In 1973-74, it was revealed that the Nixon White House had engaged in numerous police-state tactics, illegally attempting to use the IRS, the FBI, and the CIA against the president's political opponents. Article Two of the U.S. House Judiciary Committee's Articles of Impeachment summarized these offenses. Yet first-term Republican Representative Trent Lott voted against this Article of Impeachment.
He likewise voted against the first Article of Impeachment, based on President Nixon's cover-up and obstruction of the Watergate investigation. Hypocritically, he later voted to impeach President Clinton for obstruction of justice and perjury — although the Clinton offenses had occurred in the context of a private civil-rights lawsuit, whereas Nixon had been obstructing a criminal investigation about a presidential election.
After the House Judiciary Committee had reported the Articles of Impeachment, an unanimous Supreme Court decision forced the Nixon White House to release several of the tapes which Nixon had secretly recorded. The tapes proved Nixon's guilt of obstruction of justice beyond any doubt. Senate Republican leaders who had staunchly defended Nixon, such as Barry Goldwater and John Tower, decided that the president could no longer hold office. With Nixon's guilt certain, the White House found that only two senators were still certain to vote against impeaching the criminal president. Strom Thurmond was one of them.

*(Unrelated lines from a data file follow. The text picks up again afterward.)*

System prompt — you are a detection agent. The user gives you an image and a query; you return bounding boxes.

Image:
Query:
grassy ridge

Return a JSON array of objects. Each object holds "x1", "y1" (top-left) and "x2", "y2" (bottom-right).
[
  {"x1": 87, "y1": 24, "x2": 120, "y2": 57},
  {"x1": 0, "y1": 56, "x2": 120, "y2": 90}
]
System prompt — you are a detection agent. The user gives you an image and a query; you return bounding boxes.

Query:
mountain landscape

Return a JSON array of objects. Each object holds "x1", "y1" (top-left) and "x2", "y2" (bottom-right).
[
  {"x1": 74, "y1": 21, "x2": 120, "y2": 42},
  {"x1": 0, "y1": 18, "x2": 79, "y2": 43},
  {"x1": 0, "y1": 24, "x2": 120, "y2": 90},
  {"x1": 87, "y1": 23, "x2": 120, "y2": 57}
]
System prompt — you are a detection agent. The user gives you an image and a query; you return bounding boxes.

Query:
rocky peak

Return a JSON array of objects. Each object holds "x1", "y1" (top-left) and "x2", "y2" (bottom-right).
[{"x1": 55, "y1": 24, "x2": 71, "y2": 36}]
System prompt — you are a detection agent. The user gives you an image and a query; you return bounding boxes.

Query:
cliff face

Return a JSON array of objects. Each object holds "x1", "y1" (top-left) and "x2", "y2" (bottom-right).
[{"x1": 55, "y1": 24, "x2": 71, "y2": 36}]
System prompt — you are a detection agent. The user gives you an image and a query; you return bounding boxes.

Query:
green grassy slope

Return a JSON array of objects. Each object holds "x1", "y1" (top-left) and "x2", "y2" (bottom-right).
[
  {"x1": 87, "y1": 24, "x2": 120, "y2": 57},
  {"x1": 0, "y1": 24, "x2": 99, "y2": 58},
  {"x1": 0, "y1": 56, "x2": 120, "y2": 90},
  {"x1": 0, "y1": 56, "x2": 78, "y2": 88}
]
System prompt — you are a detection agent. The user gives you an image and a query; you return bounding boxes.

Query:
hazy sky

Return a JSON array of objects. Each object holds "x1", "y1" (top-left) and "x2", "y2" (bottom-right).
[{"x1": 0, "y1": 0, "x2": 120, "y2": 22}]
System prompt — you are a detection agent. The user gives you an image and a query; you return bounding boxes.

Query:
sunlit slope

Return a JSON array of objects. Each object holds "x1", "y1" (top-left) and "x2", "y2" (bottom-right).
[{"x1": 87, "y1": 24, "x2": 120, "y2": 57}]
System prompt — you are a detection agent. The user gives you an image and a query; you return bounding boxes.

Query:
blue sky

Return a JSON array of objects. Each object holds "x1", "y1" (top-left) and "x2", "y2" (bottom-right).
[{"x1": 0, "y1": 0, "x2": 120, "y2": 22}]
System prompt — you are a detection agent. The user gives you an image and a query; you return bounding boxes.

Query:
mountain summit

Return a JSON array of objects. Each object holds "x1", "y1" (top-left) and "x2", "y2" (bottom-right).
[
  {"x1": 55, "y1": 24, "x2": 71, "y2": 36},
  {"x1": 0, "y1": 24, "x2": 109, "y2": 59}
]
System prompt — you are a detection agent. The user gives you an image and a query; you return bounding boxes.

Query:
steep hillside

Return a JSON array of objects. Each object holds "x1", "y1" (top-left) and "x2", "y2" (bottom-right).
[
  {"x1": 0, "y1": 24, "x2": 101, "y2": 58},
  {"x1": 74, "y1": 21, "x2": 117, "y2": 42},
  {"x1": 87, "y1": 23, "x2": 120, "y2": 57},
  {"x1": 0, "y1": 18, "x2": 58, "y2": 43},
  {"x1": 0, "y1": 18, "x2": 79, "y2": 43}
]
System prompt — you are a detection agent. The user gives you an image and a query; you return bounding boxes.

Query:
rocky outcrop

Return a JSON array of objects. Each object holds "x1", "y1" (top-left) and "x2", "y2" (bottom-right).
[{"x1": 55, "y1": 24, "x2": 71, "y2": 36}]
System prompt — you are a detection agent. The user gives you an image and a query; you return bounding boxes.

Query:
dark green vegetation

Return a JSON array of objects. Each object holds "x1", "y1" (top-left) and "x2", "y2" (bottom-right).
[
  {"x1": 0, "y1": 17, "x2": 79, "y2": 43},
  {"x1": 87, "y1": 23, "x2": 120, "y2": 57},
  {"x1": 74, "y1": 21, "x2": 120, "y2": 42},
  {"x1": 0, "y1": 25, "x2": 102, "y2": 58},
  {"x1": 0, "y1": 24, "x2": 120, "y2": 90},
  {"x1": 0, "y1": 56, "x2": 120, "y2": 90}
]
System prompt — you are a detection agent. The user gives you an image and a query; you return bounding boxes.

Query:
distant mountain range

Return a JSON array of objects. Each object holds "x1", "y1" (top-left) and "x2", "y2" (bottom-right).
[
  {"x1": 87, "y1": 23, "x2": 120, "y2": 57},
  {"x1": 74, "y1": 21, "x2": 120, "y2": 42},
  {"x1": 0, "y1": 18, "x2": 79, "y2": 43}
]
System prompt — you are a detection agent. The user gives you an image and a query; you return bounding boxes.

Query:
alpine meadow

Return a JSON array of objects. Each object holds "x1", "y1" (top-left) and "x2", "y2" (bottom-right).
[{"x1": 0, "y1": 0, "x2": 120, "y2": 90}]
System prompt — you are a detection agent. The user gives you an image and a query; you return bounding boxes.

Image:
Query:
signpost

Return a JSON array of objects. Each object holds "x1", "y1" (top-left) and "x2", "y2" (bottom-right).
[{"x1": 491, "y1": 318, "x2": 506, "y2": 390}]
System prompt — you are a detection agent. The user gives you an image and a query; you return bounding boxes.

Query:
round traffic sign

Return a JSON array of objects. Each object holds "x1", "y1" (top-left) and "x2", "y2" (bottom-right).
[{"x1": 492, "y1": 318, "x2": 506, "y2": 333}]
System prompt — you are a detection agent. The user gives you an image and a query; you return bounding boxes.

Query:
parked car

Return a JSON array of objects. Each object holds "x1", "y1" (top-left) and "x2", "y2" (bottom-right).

Like Lott, Thurmond inconsistently voted to impeach President Clinton.
Thurmond bolted the 1948 Democratic Convention after Minneapolis Mayor Hubert Horatio Humphrey won a floor fight to amend the Platform to strengthen the civil-rights language. Humphrey's Amendment read:
We highly commend President Harry S. Truman for his courageous stand on the issue of civil rights.
We call upon the Congress to support our President in guaranteeing these basic and fundamental American Principles:
(1) the right to full and equal political participation;
(2) the right to equal opportunity of employment;
(3) the right to security of person;
(4) and the right of equal treatment in the service and defense of our nation.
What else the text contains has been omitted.